Research can help solve banking problems: analysts
The country's banking industry is plagued by rising nonperforming loans (NPL), governance and internal control failures, liquidity gluts and slow credit growth, experts said yesterday.
The problems can be addressed through rigorous studies and research, they added, speaking at a two-day international conference for bankers and academics at the Bangladesh Institute of Bank Management or BIBM.
BIBM and Australian Academy for Business and Social Sciences jointly organised the programme attended by bankers, academics, researchers, practitioners and policymakers from home and abroad.
“Bangladesh has an expanding banking sector, which despite some problems, like a growing default culture, inadequate accountability and non-optimal transparency, has served the economy rather well,” said Mohammed Farashuddin, former governor of Bangladesh Bank, in a keynote presentation at the inaugural session.
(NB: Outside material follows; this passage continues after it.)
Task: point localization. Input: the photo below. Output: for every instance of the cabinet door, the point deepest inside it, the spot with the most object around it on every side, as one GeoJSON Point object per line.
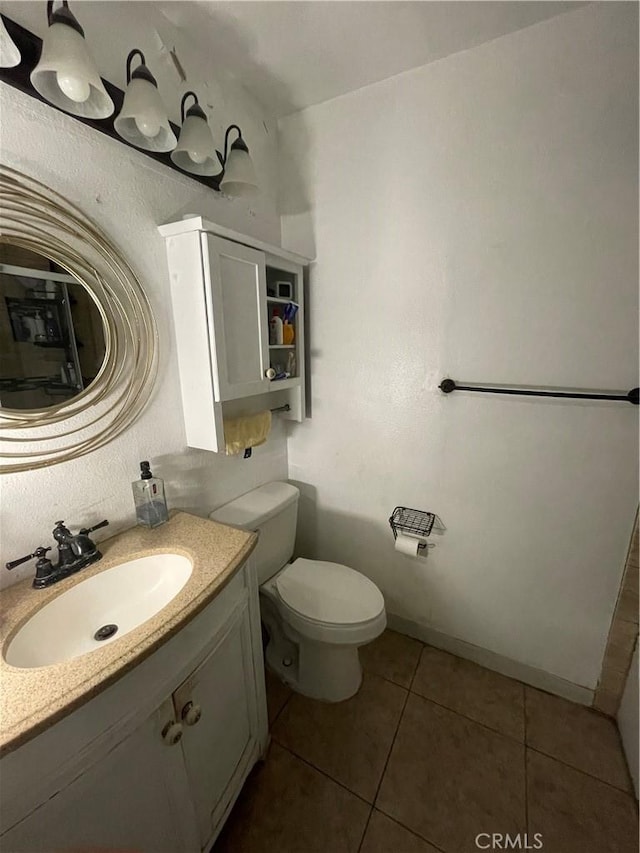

Farashuddin, who led a probe committee on the $81 million BB heist, also stressed the need for appropriate reforms, including a boldly implemented regulatory system to reap the benefits of technological advancements. “If the reforms are put in place, the greater use of technology will add strength to productivity and growth of the Bangladesh economy,” he said.
He also spoke on the trends of the Bangladesh economy and why it was immune to the impacts of the global financial crisis. Toufiq Ahmad Choudhury, director general of BIBM, said banks need to carry out research regularly to be operationally efficient.
A bank needs to undertake research even to open a new branch or product, he added. Khondkar Ibrahim Khaled, former deputy governor of Bangladesh Bank, who chaired a session, said regulators such as BB and the Bangladesh Securities and Exchange Commission have been facing an image crisis.
BB Governor Fazle Kabir said the central bank has heightened surveillance over the banks and financial institutions.
“The risk management and corporate governance practices of banks have been brought under close supervisory scrutiny to arrest the increasing incidence of nonperforming loans,” he said.
Kabir, who took charge of the central bank in March after the $81 million heist of BB funds in February, said ensuring digital security is a big challenge for him.
“Heightened attention to ensuring digital safety measures to secure payment systems at global standards has been a priority agenda of Bangladesh Bank,” said the governor. He hoped interactions between the banking community and academics at this conference would generate useful input for the policymakers.
A total of 65 papers were presented in the concurrent sessions throughout yesterday. There will be three workshops on the current issues of economy and the financial sector.